The photograph does not show the element of surprise that would also symbolize a sense of beauty that comes with it. The photograph seems more or less dry, lacks taste and a sense of humor or wonder (85). This is due to lack of beauty that goes hand in hand with wonder and enthusiasm of scrutiny at the image as an image of mental reflection by the artist and the art lovers.
As such the photograph is a qualification of the fact that photography cannot be allowed to deputize arts activities as it will altogether corrupt the good work of art. Photographs in many instances serve as a reminder of the many memories that the photographer would prefer to keep. The consideration of photography as an important part of the art does not reflect wholly on what fine art ought to be. Photographs in terms of artwork do not depict the amount of creativity of the photographer as much as painting would (86).
This is because in photography, in most cases there is no a predetermined kind of thoughts and imagery that runs in ones mind as is mostly seen in the art of painting.
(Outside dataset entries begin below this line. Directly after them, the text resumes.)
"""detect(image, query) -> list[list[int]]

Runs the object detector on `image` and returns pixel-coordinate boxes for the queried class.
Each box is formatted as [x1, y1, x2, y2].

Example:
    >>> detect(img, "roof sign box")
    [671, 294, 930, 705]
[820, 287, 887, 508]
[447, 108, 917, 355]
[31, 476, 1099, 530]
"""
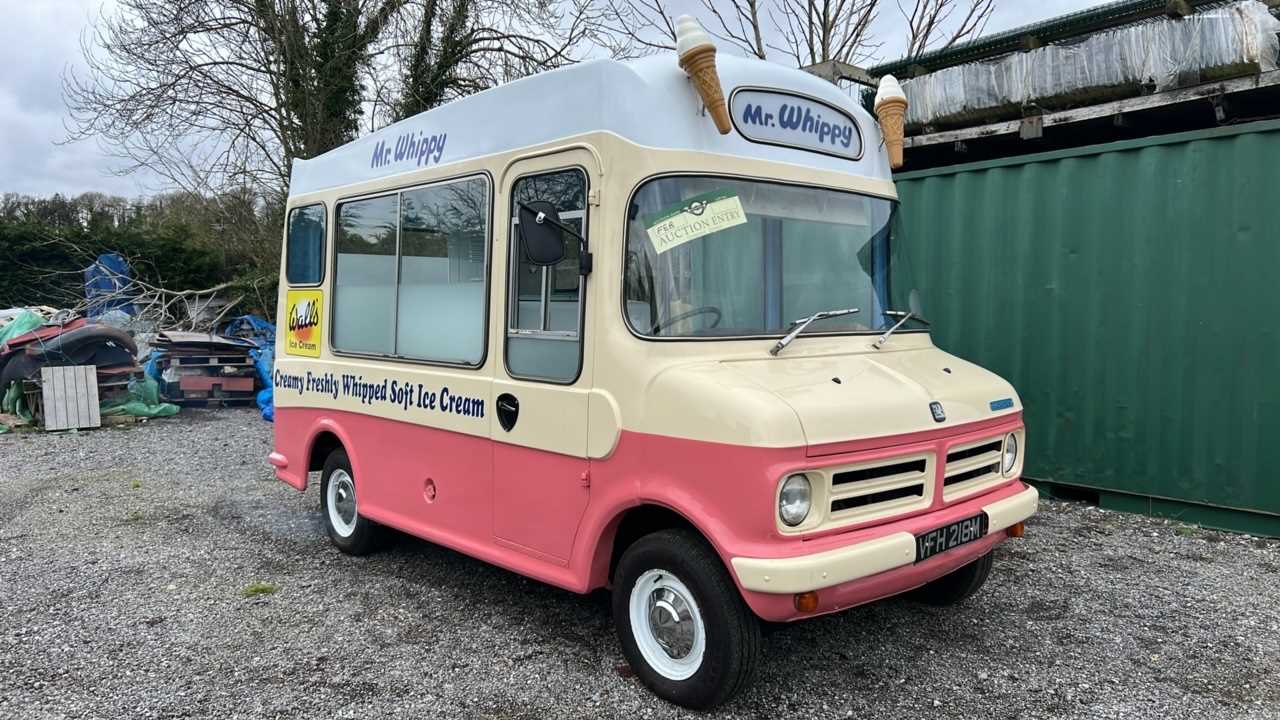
[730, 87, 863, 160]
[289, 53, 891, 197]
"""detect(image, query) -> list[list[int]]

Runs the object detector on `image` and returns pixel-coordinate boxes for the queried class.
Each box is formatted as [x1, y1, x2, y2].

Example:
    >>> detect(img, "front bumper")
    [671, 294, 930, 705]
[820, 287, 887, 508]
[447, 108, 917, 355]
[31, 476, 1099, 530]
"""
[730, 486, 1039, 619]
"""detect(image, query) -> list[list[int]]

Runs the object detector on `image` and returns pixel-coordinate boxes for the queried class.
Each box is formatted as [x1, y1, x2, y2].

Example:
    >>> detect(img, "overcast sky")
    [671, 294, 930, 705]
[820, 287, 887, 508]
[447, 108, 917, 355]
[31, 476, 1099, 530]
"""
[0, 0, 1103, 196]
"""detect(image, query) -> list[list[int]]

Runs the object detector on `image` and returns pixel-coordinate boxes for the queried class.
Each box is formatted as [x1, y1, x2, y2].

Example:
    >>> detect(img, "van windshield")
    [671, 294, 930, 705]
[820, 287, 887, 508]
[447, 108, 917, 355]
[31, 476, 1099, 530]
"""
[623, 176, 924, 337]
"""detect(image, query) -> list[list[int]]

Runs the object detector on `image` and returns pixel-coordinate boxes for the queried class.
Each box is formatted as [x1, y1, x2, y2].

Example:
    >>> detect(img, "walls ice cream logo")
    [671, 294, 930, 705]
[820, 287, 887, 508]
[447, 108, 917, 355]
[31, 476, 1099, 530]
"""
[284, 290, 324, 357]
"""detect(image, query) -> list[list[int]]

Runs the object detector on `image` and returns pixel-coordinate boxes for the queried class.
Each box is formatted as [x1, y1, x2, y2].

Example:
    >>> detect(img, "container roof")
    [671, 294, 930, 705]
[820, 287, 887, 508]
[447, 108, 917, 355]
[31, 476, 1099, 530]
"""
[289, 53, 891, 196]
[867, 0, 1222, 77]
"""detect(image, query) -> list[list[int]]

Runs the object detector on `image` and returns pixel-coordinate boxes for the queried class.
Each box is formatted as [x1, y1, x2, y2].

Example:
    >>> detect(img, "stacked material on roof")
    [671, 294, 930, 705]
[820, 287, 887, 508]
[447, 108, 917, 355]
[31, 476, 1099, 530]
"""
[902, 0, 1280, 128]
[152, 331, 256, 407]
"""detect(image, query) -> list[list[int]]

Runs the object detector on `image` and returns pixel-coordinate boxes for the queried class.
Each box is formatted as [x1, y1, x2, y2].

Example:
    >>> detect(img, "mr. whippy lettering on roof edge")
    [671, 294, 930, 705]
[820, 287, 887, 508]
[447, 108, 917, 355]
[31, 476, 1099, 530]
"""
[369, 131, 448, 168]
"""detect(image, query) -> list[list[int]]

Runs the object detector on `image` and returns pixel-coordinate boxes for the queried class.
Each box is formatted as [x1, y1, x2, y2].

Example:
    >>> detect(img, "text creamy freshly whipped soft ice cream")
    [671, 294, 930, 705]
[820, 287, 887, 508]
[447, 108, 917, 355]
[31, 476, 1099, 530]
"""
[876, 76, 906, 170]
[676, 15, 733, 135]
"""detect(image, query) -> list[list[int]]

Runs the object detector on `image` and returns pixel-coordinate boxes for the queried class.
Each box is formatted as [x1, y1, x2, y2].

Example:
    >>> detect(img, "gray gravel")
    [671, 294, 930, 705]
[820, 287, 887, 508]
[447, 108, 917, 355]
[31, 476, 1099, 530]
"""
[0, 411, 1280, 719]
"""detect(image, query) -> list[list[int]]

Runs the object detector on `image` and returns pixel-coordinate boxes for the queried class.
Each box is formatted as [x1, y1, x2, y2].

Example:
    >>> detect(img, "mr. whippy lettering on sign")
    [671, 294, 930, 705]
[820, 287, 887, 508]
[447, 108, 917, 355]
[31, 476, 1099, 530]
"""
[369, 131, 448, 168]
[730, 90, 863, 160]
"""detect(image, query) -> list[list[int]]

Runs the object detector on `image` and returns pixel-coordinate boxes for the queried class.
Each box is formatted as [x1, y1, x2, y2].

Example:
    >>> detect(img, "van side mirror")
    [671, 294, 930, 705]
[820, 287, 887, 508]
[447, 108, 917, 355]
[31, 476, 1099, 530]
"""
[518, 200, 591, 275]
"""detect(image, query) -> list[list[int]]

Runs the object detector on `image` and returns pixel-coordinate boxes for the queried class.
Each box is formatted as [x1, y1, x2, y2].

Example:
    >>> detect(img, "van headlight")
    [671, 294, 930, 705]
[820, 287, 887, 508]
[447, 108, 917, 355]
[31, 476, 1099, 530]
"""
[1000, 433, 1018, 475]
[778, 474, 813, 528]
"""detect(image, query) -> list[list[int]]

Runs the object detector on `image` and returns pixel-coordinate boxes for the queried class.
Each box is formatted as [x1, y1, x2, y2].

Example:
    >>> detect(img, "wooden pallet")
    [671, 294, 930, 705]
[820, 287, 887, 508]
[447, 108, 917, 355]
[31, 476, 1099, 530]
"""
[40, 365, 102, 430]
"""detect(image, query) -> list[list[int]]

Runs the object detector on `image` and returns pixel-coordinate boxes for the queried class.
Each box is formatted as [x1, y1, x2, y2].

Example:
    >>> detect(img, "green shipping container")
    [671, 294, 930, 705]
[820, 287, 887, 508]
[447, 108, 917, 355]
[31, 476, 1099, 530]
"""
[896, 120, 1280, 536]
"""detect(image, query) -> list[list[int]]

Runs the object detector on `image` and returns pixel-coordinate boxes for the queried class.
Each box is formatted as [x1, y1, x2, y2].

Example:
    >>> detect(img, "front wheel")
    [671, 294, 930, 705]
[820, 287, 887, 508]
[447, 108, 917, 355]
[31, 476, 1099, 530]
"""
[320, 448, 383, 555]
[613, 530, 760, 710]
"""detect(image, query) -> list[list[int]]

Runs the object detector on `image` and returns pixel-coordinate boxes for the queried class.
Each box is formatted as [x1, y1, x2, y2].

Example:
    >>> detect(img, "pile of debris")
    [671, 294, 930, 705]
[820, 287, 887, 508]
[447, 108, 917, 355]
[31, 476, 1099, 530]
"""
[0, 307, 178, 429]
[0, 252, 275, 432]
[151, 331, 257, 407]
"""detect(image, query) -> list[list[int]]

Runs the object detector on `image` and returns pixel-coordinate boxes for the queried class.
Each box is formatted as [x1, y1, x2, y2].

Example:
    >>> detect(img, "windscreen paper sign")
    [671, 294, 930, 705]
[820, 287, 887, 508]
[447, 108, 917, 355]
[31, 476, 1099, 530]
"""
[730, 90, 863, 160]
[645, 190, 746, 254]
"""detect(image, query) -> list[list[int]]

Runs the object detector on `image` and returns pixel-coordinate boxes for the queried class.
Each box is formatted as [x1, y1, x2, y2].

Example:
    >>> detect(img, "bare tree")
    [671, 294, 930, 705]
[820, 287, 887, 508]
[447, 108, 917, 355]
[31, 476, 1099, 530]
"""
[599, 0, 676, 58]
[602, 0, 996, 67]
[773, 0, 879, 67]
[383, 0, 602, 119]
[64, 0, 594, 200]
[897, 0, 996, 58]
[701, 0, 769, 60]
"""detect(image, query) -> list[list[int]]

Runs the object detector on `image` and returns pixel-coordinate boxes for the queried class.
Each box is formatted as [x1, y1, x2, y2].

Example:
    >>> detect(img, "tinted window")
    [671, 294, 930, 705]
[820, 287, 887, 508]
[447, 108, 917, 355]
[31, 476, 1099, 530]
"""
[284, 205, 324, 284]
[333, 195, 399, 355]
[507, 169, 586, 382]
[396, 178, 489, 365]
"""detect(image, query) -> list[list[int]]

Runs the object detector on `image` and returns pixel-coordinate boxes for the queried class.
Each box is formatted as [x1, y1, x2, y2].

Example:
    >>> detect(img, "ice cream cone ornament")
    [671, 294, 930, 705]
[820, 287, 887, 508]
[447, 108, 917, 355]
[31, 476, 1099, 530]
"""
[676, 15, 733, 135]
[876, 76, 906, 170]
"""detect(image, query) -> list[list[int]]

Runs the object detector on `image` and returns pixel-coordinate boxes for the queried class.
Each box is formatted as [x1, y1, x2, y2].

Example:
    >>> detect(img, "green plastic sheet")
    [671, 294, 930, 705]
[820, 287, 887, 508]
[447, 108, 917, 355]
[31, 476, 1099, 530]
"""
[0, 382, 36, 423]
[99, 375, 178, 418]
[0, 310, 45, 345]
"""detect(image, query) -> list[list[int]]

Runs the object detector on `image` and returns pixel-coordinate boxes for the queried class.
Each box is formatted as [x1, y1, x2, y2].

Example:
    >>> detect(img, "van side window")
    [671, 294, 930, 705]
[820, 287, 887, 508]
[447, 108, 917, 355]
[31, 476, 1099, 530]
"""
[396, 178, 489, 365]
[333, 177, 490, 365]
[284, 204, 324, 284]
[507, 168, 588, 383]
[333, 195, 399, 355]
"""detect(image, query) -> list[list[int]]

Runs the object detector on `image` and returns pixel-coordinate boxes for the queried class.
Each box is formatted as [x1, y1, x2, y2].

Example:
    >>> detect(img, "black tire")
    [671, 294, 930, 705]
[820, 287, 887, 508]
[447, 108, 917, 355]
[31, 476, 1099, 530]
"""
[913, 552, 993, 607]
[320, 447, 385, 555]
[613, 529, 760, 710]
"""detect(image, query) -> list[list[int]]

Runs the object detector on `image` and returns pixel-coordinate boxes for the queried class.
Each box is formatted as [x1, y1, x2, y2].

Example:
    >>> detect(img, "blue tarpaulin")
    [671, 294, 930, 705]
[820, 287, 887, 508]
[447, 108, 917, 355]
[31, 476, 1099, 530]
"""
[84, 252, 136, 318]
[221, 315, 275, 347]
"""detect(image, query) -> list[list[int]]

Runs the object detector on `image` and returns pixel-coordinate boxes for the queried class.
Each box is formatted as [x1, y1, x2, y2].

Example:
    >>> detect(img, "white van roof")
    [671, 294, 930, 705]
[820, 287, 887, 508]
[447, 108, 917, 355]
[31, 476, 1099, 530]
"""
[289, 53, 890, 196]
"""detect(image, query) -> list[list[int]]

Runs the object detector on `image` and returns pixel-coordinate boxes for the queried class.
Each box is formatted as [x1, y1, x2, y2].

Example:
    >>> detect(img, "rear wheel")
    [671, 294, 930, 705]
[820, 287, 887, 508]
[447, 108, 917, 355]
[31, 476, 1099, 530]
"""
[913, 552, 993, 607]
[613, 529, 760, 710]
[320, 448, 383, 555]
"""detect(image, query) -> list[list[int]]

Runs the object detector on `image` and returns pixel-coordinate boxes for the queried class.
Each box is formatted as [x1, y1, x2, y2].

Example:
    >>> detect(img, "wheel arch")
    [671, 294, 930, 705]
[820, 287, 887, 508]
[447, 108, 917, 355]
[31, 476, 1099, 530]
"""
[306, 418, 360, 478]
[588, 500, 732, 589]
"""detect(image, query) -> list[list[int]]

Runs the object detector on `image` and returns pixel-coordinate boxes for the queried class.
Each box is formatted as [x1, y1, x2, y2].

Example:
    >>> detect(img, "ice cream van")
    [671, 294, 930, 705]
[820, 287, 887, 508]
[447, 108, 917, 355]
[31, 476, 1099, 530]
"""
[270, 19, 1038, 708]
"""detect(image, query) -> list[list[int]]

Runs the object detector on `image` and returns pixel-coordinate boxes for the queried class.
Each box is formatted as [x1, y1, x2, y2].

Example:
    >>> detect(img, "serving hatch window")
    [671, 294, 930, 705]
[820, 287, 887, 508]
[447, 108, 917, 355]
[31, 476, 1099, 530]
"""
[333, 177, 489, 365]
[284, 204, 324, 284]
[623, 176, 914, 338]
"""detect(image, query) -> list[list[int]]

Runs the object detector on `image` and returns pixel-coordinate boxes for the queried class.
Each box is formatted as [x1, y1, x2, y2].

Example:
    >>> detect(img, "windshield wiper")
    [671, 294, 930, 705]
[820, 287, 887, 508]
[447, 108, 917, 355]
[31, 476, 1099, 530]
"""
[872, 310, 929, 350]
[769, 307, 861, 355]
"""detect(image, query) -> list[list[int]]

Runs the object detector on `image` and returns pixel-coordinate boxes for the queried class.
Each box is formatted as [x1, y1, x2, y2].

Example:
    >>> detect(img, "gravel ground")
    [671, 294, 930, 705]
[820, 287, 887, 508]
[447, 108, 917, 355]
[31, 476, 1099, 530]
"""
[0, 411, 1280, 720]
As time goes by the scene of art has been corrupted as more and more elements are being considered as a piece of art so long as it is beautiful to the eye of the public. As a result, "art is losing in self-respect, is prostrating itself before external reality," (88) while the artists have become more inclined to works that are not driven by dream but what is appealing to the physical eye.
The creativity of an artist has simply been reduced to the replication of the physical world as it is rather than the creation of artworks from a dream and imagination to create a sense (89). The photograph is not a representation of a kind of dream that one would want to put across as an art and expect to create wonder and happiness by impressing the general public.
Works Cited
Charles, Baudelaire. The Modern Public and Photography. 1867.